Yazılar

26 Mar 2013

Sebepsizce, Sahte Olanın Üzerine

Merhaba efendim. Kim olduğumu sormayınız, merak etmeyiniz, sabırsızca yerinizde tepinmeyiniz. Hali hazırda  sebepsizce yazıyorken bu yazımı, kim olduğumu bu yazının son cümlesinde öğrenebilirsiniz. Gözünüz yazının son cümlesini arar oldu, biliyorum. Sonunu merak ettiğiniz romanlar gibi değil bu yazı. Başı, sonu değil önemli olan muhtevası...
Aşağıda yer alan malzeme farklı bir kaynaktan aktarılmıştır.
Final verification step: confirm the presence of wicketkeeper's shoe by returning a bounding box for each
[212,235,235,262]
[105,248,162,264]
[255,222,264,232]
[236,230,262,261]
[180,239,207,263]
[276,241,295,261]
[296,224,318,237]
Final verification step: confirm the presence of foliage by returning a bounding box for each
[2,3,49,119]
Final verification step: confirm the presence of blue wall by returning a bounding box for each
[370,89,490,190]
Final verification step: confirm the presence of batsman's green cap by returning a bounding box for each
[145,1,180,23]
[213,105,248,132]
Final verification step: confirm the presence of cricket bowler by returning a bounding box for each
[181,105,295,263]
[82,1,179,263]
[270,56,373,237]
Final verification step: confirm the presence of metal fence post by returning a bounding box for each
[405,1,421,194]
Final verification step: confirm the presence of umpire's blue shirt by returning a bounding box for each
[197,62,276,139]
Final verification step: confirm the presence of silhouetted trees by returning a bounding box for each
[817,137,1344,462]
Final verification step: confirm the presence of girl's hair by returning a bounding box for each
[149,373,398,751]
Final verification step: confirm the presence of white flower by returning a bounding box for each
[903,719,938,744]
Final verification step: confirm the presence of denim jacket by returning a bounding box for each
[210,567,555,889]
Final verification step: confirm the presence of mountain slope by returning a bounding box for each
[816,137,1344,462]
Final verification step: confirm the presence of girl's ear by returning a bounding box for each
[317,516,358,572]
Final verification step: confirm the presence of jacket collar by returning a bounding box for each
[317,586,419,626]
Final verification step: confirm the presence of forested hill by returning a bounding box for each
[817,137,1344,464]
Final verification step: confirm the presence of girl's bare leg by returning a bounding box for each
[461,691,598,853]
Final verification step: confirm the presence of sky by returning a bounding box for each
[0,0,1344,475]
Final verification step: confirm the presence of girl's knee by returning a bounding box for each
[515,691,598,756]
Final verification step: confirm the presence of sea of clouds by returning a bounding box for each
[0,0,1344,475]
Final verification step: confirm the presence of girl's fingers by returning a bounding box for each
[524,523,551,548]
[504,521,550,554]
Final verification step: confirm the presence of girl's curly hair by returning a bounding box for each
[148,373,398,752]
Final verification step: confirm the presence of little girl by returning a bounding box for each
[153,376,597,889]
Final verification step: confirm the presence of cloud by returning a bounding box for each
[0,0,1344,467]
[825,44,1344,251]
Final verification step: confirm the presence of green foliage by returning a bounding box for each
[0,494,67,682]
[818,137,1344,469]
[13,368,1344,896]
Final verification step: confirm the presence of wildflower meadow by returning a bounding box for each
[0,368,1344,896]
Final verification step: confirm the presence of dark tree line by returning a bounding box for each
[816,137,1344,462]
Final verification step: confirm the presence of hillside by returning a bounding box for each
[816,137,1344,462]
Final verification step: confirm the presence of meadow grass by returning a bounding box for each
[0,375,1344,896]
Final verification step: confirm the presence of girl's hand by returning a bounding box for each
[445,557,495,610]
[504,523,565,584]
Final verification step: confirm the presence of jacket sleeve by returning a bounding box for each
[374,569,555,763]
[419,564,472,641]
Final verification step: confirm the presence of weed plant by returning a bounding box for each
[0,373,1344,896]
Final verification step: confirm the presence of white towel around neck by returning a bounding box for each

Övünmeyi bilemezdi biri. Mütemadiyen mütevazı olduğunu söylerdi. Sanırdı ki herkes onu kıskanır, en çok da sınırsız ve de eşsiz olan mütevazıliğini. Köpeğe ekmek atmak mütevazılik, sokaktaki çocuğa şeker vermek aynı, sigarasız bir berduş isterse sigara, hemen çıkarıp vermek de öyle!..  Hep böyle sandı. Mütevazı olmakla övünmenin mütevazı olmasını engellediğini fark edemedi. Sahteliği ile sürüp gitti yaşamı.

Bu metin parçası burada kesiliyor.